Le savoir universitaire, le savoir tout court, ingurgité dans les amphithéâtres, ou aujourd’hui au moyen des MOOC (massive open online course), qui est aussi un programme, cette fois universitaire, ressemble de plus en plus, pour certaines matières comme la psychologie, à une machine formalisée en langage fonctionnel, assemblage de recettes dont l’efficience est conçue pour agréer au milieu productif, plutôt qu’à réconcilier la subjectivité avec son désir. Ce qui arriva aussi à une certaine psychanalyse qui, autrefois, s’était laissée séduire, dans les années cinquante aux USA, par l’american way of life, via l’ego psychology, avant de pénétrer en France.
Invoquer l’histoire et la fragilité de l’individu, et sa « capacité (ou non), à demander de l’aide » comme il est fait dans cet article, c’est déjà valider l’idéologie de prédation qui sous-tend le libéralisme économique qui, d’ailleurs, la revendique sans vergogne par la voix des plus virulents. L’entreprise elle-même, appareillée à ses protocoles, vient correspondre point par point au fonctionnement d’une machine, le secteur des services, privés et publics, ayant assimilé les plus violentes des méthodes managériales : lean management, six sigma, etc. La mettre en série avec la famille, puis l’école, comme il est fait dans l’article, relève au mieux de la niaiserie, au pire de la Knavery (canaillerie) selon le mot de Lacan.

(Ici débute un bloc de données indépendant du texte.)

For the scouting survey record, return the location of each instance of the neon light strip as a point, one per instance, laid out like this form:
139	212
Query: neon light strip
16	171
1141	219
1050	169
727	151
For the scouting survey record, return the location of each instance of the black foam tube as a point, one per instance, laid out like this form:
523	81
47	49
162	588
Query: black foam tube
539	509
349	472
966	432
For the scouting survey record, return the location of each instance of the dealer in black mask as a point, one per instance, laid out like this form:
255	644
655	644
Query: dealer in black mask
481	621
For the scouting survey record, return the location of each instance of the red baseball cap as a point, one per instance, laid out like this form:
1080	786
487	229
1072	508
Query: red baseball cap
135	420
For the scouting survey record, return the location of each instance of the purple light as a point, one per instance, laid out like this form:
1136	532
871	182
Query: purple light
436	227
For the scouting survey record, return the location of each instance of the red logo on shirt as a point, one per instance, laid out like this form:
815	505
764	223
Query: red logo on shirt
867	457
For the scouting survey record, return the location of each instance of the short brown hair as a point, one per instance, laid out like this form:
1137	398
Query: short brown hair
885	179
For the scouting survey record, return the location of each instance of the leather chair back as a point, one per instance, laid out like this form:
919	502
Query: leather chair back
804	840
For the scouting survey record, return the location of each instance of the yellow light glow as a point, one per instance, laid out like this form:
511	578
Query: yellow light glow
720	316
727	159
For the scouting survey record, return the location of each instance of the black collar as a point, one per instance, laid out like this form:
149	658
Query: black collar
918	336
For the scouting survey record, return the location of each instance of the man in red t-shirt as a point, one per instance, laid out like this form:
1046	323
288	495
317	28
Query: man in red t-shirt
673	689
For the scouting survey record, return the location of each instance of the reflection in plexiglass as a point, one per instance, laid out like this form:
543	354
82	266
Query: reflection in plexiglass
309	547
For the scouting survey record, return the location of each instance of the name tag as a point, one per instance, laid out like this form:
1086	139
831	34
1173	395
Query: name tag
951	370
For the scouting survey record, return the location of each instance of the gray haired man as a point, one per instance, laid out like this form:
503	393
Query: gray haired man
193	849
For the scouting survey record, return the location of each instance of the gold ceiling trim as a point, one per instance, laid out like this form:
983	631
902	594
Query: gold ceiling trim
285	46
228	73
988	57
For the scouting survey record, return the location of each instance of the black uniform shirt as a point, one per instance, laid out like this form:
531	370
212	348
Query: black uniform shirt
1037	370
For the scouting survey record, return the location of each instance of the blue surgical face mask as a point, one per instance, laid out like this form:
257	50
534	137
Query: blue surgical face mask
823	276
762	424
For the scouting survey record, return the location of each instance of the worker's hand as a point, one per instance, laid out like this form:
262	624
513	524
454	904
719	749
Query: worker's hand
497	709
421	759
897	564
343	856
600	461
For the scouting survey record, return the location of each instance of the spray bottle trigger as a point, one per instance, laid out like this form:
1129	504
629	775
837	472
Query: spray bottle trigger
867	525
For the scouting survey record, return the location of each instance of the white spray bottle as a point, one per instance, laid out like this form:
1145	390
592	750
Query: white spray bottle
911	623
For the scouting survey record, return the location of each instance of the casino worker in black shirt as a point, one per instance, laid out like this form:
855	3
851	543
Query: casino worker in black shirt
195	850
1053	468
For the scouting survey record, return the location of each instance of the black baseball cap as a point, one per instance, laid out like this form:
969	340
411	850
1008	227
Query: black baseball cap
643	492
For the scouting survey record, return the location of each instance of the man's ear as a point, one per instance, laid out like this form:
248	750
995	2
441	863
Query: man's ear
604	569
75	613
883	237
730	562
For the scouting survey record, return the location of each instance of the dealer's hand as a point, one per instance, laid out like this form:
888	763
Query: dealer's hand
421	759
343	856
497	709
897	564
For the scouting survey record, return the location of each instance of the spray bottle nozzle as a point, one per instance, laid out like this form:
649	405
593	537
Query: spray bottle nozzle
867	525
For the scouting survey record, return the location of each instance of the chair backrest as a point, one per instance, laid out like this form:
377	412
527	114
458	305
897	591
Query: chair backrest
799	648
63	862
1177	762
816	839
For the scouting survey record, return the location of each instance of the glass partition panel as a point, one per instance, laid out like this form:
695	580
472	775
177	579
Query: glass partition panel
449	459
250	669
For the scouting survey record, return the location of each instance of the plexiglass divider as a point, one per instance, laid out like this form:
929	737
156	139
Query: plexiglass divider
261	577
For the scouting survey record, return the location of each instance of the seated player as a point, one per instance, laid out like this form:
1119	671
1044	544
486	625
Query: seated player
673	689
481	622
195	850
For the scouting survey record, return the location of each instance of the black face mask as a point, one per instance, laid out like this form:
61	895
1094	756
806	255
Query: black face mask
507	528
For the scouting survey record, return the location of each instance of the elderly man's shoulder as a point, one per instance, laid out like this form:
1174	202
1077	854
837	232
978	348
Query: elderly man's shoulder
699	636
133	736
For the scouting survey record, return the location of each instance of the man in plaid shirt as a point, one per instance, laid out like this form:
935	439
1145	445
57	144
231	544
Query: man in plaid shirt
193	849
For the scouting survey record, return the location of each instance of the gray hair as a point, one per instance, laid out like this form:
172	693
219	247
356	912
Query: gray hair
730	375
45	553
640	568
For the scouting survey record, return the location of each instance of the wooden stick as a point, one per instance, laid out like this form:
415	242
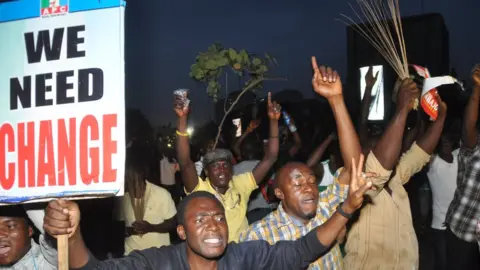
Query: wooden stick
62	248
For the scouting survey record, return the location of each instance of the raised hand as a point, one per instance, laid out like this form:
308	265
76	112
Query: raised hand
274	109
370	80
407	94
326	82
358	186
476	75
179	106
61	217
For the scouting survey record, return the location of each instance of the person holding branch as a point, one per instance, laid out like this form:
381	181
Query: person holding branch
232	191
203	226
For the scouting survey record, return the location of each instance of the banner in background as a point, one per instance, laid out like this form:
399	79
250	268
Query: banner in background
62	107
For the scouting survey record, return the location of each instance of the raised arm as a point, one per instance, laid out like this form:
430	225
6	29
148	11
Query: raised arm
389	147
370	81
319	151
469	132
430	138
326	83
264	166
187	167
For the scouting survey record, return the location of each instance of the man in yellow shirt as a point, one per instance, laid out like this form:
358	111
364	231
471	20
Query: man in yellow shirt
232	191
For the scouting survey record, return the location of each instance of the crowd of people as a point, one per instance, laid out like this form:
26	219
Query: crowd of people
260	206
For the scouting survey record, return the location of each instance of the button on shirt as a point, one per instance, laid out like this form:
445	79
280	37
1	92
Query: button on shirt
286	255
159	207
278	225
464	211
235	201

Si le mot désir n’apparaît aucunement dans cet article, ce n’est pas par oubli. Mais parce qu’il n’existe pas pour l’auteur, ni comme concept, ni comme conception du sujet. Or c’est au désir qu’est appareillé le sens de la vie, l’élan vital, le plaisir du jeu lié à l’initiative – la sienne propre –, et le plaisir de la relation à l’autre.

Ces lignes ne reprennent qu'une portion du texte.